Meldeschluss

«Das ist aber blöd» – Oberdorf verpasst die stille Wahl

Da war der Zug schon abgefahren: Salman Fistik ärgert sich über seine verspätete Kandidatur. (Symbolbild)

Da war der Zug schon abgefahren: Salman Fistik ärgert sich über seine verspätete Kandidatur. (Symbolbild)

Ein SP-Gemeinderat meldete sich zu spät für eine Kandidatur. Jetzt ist ein Urnengang nötig.

Am vergangenen Montag um 17 Uhr war Meldeschluss für Kandidaturen für Exekutiven, bei denen an den Gesamterneuerungswahlen vom 9. Februar 2020 eine stille Wahl möglich ist. In welchen Kommunen dies in Frage kommt, ist in der Gemeindeordnung geregelt. So auch in Oberdorf. Dort fällt die stille Wahl aber ins Wasser, obwohl für die fünf Mandate ebenso viele Bewerbungen bereitstehen.

SP-Gemeinderat Salman Fistik war am Dienstagmorgen irritiert, als er von der bz gefragt wurde, ob er für die Wahl wieder zur Verfügung stehe oder ob er darauf verzichte. Denn die Gemeindeverwaltung meldete ihn weder als Wiederkandidierenden noch als Bisherigen, der nicht mehr antritt. Fistik wusste nicht, dass er seine erneute Bewerbung bei der Verwaltung hätte bekanntmachen sollen. «Das ist aber blöd», entfährt es ihm. Der 2016 gewählte Gemeinderat dürfte dies inzwischen nachgeholt haben.

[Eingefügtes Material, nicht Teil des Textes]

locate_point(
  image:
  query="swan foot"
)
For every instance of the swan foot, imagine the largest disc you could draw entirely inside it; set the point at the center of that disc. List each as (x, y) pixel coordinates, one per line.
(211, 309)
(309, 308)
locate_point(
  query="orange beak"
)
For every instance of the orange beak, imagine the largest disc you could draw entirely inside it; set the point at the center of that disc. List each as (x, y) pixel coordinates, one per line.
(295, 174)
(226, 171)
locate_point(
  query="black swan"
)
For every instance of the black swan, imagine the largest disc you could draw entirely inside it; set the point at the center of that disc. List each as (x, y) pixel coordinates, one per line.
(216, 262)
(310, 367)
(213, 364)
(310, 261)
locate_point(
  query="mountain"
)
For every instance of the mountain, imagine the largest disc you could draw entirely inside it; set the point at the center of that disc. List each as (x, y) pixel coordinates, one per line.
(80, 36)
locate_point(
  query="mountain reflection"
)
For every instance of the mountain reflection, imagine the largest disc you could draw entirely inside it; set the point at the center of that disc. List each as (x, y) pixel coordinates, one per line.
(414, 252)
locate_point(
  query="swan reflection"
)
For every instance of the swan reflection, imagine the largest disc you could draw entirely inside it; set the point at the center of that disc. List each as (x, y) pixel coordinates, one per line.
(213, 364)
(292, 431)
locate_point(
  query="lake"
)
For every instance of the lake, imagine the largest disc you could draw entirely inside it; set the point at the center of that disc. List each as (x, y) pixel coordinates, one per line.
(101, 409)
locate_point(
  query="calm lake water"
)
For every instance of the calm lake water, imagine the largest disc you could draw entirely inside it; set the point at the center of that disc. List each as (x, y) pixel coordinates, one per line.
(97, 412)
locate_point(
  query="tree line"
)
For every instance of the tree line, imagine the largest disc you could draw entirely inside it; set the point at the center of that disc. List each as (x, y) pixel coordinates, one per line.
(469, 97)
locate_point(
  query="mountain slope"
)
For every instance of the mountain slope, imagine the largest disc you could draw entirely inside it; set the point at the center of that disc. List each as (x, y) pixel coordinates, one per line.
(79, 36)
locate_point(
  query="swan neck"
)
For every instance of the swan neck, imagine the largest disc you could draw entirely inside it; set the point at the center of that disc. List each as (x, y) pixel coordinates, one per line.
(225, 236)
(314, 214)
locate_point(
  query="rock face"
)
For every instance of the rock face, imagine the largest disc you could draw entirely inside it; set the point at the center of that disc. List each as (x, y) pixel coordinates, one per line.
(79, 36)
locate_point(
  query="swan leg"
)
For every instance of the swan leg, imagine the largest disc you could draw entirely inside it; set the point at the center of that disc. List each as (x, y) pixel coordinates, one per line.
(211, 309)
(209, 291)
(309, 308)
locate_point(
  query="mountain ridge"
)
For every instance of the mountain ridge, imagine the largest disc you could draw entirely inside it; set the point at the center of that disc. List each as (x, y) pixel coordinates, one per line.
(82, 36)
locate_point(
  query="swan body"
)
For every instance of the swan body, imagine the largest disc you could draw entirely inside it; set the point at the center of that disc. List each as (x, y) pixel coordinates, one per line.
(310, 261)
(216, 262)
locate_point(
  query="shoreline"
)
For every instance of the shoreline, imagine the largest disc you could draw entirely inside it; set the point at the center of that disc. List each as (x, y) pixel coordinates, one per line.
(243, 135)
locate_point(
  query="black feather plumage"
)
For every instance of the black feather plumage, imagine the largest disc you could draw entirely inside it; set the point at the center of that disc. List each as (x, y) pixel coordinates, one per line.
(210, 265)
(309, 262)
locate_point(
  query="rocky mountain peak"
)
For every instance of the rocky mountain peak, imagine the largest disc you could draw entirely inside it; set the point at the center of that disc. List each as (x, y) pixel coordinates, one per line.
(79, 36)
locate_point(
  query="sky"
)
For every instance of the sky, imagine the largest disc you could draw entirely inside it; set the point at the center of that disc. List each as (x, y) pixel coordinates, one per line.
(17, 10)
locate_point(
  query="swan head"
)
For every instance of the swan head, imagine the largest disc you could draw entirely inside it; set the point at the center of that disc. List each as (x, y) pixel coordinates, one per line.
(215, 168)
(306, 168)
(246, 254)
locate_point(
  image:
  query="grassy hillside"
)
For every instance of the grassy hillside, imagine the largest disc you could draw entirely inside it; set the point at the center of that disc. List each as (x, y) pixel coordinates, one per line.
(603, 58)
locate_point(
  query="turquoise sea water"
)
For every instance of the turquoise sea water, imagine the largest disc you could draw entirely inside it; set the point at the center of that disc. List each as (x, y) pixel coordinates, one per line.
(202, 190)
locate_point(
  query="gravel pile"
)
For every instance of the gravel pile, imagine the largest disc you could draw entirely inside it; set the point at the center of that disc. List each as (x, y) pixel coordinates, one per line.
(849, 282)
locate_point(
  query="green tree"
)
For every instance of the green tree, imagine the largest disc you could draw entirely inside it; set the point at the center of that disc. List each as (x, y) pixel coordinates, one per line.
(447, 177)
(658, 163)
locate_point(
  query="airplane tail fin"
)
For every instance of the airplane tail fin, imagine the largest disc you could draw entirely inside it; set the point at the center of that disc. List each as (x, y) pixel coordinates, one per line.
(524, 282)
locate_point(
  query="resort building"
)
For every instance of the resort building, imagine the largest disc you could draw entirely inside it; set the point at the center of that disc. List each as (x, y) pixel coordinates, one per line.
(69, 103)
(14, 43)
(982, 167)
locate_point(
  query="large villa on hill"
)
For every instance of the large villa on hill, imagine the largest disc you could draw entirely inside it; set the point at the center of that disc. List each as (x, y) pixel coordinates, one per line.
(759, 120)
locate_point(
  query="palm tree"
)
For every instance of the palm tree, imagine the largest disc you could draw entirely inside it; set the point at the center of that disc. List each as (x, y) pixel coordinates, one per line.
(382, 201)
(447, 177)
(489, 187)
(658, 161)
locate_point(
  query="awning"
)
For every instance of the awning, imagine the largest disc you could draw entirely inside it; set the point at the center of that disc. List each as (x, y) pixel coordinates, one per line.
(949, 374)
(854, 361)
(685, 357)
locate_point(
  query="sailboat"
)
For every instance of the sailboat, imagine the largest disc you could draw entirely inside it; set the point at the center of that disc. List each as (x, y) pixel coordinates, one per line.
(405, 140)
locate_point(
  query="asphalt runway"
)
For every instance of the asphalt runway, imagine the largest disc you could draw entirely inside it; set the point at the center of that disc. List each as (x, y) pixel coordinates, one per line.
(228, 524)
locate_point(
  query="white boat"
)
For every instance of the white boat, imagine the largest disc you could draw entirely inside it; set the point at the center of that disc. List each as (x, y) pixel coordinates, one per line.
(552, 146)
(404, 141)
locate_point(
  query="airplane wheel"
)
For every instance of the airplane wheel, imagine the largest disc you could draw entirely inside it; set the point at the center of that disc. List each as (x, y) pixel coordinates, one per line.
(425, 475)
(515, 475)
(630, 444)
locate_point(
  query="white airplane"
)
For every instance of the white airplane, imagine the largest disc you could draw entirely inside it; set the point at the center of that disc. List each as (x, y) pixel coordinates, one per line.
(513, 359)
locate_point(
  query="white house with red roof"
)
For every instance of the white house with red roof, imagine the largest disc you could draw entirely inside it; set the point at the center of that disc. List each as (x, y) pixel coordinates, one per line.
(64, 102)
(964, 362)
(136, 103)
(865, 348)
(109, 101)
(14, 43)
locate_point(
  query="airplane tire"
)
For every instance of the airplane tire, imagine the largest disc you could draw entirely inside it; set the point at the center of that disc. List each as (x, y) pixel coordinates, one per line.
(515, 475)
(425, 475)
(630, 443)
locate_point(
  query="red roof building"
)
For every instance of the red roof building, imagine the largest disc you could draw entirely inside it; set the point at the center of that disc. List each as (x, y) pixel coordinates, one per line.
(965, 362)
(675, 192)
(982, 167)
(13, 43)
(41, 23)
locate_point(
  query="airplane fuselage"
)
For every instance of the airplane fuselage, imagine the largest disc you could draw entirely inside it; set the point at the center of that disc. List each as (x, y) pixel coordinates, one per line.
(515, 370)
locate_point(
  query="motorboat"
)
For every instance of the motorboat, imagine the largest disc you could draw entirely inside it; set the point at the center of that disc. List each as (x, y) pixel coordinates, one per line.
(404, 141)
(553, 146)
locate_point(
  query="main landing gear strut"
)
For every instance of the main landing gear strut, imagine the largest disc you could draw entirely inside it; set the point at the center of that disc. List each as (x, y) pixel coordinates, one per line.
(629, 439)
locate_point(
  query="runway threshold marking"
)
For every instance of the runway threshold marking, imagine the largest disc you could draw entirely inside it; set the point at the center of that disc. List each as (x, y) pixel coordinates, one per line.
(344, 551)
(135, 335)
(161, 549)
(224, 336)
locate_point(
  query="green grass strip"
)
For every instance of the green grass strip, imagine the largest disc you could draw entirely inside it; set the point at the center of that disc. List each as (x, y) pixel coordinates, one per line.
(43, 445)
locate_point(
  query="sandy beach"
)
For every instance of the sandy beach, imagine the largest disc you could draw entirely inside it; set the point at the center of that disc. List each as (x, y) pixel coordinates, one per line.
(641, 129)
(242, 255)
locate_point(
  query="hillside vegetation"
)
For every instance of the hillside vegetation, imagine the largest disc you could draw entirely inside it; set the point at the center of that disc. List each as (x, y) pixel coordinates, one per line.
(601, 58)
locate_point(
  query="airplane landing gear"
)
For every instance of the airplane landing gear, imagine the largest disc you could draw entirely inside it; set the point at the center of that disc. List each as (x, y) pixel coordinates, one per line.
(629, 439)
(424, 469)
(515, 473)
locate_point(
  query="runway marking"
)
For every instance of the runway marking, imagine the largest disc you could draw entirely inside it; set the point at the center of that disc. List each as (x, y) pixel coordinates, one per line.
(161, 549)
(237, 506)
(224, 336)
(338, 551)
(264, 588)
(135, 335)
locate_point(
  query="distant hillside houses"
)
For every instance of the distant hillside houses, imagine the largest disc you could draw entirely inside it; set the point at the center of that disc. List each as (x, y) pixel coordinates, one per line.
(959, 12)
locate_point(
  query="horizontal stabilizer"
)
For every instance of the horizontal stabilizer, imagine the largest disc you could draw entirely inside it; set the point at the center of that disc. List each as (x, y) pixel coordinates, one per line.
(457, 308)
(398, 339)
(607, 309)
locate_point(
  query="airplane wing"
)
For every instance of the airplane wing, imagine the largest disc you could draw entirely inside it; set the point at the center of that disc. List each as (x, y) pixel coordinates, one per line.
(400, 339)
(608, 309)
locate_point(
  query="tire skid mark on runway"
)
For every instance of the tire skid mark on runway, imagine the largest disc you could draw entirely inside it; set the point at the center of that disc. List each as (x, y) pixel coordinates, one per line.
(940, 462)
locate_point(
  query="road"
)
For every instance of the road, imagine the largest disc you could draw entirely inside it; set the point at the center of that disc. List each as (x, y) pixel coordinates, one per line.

Gemeindepräsident Piero Grumelli (CVP) ist erstaunt darüber, dass sich Salman Fistik dieser Situation nicht bewusst gewesen ist. Er war am Montag nach 17 Uhr auf der Verwaltung. «Da habe ich gedacht: Hat er es wohl vergessen?», erzählt Grumelli, der mit den Bisherigen Christine Kamber und Salman Fistik sowie mit den Neuen Natalie Seidel und Michael Wild das Fünferticket bildet. Bis zum Wahltermin sind weitere Kandidaturen möglich.

Alt Landratspräsident vermisst die Politik, aber...

2017 machte sich Natalie Seidel im Dorf einen Namen. Als Präsidentin des Referendumskomitees sammelte sie an vorderster Front Unterschriften gegen den Gemeindeversammlungsbeschluss für eine Sanierung der elektronischen Trefferanzeige im Schiessstand. Ihr Engagement war erfolgreich, das Referendum bestand an der Urne deutlich.

Michael Wild war einst Gemeindeverwalter in Niederdorf. Er ist Spezialist in Gemeindefinanzen und gehört derzeit der Oberdörfer Geschäfts- und Rechnungsprüfungskommission an. Wild wäre geradezu prädestiniert, das Departement Finanzen zu übernehmen. Dieses wird frei, weil sich die jetzige Finanzchefin Thekla Beutler aus gesundheitlichen Gründen zurückzieht. «Michael Wild wäre ein absoluter Gewinn für unsere Gemeinde», ist Beutler überzeugt, «denn wir haben grosse strukturelle und finanzielle Probleme.» Der Vizepräsident und amtsälteste Gemeinderat, Christian Heckendorn, hat schon vor längerer Zeit angekündigt, per Ende dieser Amtsperiode Mitte 2020 seine Tätigkeit niederzulegen.

Dem Oberdörfer SP-Vollblutpolitiker Hannes Schweizer, der zum Abschluss seiner 16-jährigen Karriere als Kantonsparlamentarier 2018/19 den Landrat präsidiert hat und seit bald einem halben Jahr ohne Amt ist, fehlt die Politik zwar. «Aber ich werde nie in eine Kampfwahl steigen und Jüngeren den Weg versperren», betont er. Würde er als Gemeinderat kandidieren, wäre die Wahrscheinlichkeit gross, dass er wegen seiner Bekanntheit auch gewählt würde. «Das will ich nicht», betont der 67-jährige Schweizer.